Nie tworzą orkiestry dętej, tylko mandolinową. Orkiestrantki nie noszą strażackich mundurów. Najczęściej można je zobaczyć w uroczych sukienkach w groszki (choć ze względu na chłód tegorocznego czerwca tym razem ku rozczarowaniu męskiej części publiczności wyszły na scenę w spodniach). A jednak przybysze z Cekcyna wystąpili na scenie udekorowanej sztandarami Związku Ochotniczych Straży Pożarnych RP. Stało się to na tradycyjnej imprezie, na zapleczu Gminnego Ośrodka Kultury w Śliwicach.
Orkiestra „Campanella” pod dyrekcją Anny, Magdaleny i Adama Filipskich była niekwestionowaną gwiazdą kolejnej edycji... festiwalu orkiestr dętych OSP. Cekcynianie zapewnili widzom muzyczne atrakcje w trakcie obrad jury. Ze względu na przedłużające się dywagacje nad głównym rozstrzygnięciem festiwalu publiczność miała okazję się przekonać, że „Campanella” wyróżnia się nie tylko ogromnymi umiejętnościami muzyków, ale także bogactwem i wszechstronnością repertuaru.

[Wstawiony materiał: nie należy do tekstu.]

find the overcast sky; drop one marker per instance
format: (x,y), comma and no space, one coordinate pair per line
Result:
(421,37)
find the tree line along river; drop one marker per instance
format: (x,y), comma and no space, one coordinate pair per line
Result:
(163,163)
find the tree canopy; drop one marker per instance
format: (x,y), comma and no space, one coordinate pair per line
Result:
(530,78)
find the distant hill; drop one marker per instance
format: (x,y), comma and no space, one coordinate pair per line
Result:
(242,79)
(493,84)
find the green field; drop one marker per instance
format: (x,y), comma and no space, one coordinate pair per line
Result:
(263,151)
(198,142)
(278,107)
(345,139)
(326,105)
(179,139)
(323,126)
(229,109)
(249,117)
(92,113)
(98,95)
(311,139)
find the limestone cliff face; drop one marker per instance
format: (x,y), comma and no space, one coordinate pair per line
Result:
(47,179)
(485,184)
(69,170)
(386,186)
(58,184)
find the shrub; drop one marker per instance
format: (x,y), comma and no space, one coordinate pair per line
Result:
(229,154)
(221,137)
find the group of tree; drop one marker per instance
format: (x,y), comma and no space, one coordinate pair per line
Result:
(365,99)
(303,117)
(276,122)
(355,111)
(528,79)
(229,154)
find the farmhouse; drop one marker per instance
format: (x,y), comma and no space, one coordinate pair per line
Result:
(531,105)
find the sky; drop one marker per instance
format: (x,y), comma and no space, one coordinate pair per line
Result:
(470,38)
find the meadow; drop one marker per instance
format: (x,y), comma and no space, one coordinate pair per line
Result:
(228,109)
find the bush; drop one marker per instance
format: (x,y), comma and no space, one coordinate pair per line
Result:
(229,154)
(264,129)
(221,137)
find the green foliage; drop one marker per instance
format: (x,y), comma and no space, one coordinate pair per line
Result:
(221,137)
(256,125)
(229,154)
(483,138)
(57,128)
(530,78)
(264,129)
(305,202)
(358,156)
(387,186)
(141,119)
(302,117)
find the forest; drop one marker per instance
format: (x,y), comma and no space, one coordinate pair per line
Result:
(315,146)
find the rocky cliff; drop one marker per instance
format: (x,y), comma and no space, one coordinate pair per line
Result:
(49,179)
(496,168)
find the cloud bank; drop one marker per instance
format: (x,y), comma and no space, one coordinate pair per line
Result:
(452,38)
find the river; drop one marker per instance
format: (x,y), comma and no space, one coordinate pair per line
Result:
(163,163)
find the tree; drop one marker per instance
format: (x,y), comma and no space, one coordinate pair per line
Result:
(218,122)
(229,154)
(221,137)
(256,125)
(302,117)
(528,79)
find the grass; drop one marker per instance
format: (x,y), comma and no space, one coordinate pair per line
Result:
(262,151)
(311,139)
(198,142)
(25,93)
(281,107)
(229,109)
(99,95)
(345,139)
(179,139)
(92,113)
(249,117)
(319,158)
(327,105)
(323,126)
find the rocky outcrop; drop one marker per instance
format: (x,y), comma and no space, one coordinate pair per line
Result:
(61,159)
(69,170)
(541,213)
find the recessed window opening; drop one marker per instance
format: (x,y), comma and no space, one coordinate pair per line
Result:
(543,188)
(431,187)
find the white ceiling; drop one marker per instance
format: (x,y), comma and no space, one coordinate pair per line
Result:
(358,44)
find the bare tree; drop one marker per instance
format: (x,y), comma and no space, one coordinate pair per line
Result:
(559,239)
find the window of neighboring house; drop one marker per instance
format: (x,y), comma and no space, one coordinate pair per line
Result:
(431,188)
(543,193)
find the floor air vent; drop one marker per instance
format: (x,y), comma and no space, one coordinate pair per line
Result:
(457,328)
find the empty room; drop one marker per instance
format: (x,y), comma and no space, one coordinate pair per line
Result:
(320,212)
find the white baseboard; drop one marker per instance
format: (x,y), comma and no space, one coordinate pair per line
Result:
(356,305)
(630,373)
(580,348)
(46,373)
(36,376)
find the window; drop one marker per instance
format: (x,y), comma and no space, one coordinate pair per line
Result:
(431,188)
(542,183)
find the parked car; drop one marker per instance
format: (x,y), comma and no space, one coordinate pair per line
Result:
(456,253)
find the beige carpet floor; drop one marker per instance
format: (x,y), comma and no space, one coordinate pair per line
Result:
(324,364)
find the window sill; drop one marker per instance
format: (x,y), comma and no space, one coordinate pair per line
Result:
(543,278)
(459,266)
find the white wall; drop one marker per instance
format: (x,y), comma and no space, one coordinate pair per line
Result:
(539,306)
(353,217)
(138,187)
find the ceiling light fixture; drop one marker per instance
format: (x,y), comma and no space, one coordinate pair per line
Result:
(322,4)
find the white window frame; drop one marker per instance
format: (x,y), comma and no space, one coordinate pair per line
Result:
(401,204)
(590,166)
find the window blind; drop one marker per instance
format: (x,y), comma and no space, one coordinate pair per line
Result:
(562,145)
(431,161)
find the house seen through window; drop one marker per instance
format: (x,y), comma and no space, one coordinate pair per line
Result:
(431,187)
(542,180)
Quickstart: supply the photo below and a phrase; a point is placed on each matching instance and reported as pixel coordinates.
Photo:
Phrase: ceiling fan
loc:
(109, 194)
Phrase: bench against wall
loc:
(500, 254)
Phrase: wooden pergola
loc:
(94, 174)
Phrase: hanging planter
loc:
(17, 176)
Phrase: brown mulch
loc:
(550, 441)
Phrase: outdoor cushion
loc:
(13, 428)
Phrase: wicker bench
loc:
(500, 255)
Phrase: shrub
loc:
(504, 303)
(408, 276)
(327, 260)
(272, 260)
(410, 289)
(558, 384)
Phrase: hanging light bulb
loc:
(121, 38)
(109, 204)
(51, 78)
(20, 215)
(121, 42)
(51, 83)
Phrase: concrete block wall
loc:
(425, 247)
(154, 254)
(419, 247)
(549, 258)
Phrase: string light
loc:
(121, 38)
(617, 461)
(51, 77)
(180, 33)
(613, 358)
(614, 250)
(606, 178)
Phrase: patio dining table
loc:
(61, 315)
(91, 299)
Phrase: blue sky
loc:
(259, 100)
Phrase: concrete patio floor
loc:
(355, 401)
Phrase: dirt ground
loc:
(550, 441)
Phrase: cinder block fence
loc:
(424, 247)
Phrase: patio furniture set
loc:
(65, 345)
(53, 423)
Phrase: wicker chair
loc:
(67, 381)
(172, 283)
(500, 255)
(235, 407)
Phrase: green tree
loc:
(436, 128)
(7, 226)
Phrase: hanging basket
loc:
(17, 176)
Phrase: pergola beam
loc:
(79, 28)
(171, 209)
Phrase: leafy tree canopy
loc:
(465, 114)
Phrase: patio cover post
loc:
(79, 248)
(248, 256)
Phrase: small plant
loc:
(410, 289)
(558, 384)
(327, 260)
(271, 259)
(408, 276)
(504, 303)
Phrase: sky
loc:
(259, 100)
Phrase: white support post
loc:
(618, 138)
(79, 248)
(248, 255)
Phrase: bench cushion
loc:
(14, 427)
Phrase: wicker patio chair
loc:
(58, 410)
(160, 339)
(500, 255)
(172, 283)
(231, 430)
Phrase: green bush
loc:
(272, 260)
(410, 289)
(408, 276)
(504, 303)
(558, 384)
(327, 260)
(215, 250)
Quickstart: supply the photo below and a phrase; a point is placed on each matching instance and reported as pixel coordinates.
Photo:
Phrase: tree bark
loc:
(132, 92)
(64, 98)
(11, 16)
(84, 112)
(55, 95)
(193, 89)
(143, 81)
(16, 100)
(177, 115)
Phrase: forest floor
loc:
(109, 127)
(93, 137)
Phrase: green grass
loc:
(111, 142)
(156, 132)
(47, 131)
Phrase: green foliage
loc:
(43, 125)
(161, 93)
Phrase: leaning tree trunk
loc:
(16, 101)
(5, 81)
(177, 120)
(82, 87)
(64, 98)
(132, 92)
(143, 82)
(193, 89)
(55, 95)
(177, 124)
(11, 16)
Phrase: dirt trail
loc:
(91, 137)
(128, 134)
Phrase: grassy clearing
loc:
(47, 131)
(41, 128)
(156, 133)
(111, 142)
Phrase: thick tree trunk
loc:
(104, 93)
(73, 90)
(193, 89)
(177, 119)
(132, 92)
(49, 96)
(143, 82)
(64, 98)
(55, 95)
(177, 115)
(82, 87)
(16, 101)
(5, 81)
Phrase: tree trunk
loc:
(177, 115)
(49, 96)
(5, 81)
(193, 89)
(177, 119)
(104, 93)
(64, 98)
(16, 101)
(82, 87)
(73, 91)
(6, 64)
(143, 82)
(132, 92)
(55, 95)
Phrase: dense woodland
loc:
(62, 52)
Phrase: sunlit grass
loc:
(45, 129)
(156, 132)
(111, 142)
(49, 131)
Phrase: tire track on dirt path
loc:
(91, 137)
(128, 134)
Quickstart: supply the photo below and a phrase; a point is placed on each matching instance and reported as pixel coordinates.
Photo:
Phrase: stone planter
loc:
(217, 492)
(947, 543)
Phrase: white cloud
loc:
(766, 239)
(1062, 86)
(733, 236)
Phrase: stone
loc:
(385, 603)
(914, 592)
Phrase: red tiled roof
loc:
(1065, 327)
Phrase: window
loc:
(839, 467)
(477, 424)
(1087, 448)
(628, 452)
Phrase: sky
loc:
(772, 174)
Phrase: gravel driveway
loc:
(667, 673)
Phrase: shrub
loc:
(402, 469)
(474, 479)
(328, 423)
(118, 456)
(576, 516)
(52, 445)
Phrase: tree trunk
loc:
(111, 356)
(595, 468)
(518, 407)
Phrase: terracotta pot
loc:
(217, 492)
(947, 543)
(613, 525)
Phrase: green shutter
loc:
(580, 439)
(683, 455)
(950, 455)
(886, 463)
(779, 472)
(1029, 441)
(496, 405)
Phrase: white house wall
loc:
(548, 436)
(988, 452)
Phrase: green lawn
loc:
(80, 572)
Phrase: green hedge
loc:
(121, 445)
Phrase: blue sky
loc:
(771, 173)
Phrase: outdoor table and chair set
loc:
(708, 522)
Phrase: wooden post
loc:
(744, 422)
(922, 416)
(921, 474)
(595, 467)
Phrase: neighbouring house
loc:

Orkiestranci udowodnili, że potrafią sobie radzić w trudnych sytuacjach. Przyspieszenie przerwy w programie imprezy spowodowało, że trzeba było błyskawicznie się przebrać w prowizorycznej garderobie, jeszcze szybciej nastroić instrumenty i zainstalować się na scenie. Cekcynianie zaprezentowali pełen profesjonalizm, bo widzowie nie zobaczyli tych trudności i dostali bez żadnych opóźnień muzyczny produkt na najwyższym poziomie. Znów było słychać znaki firmowe „Campanelli”, czyli wspaniałe solówki instrumentalistów i brawurowe partie wokalne.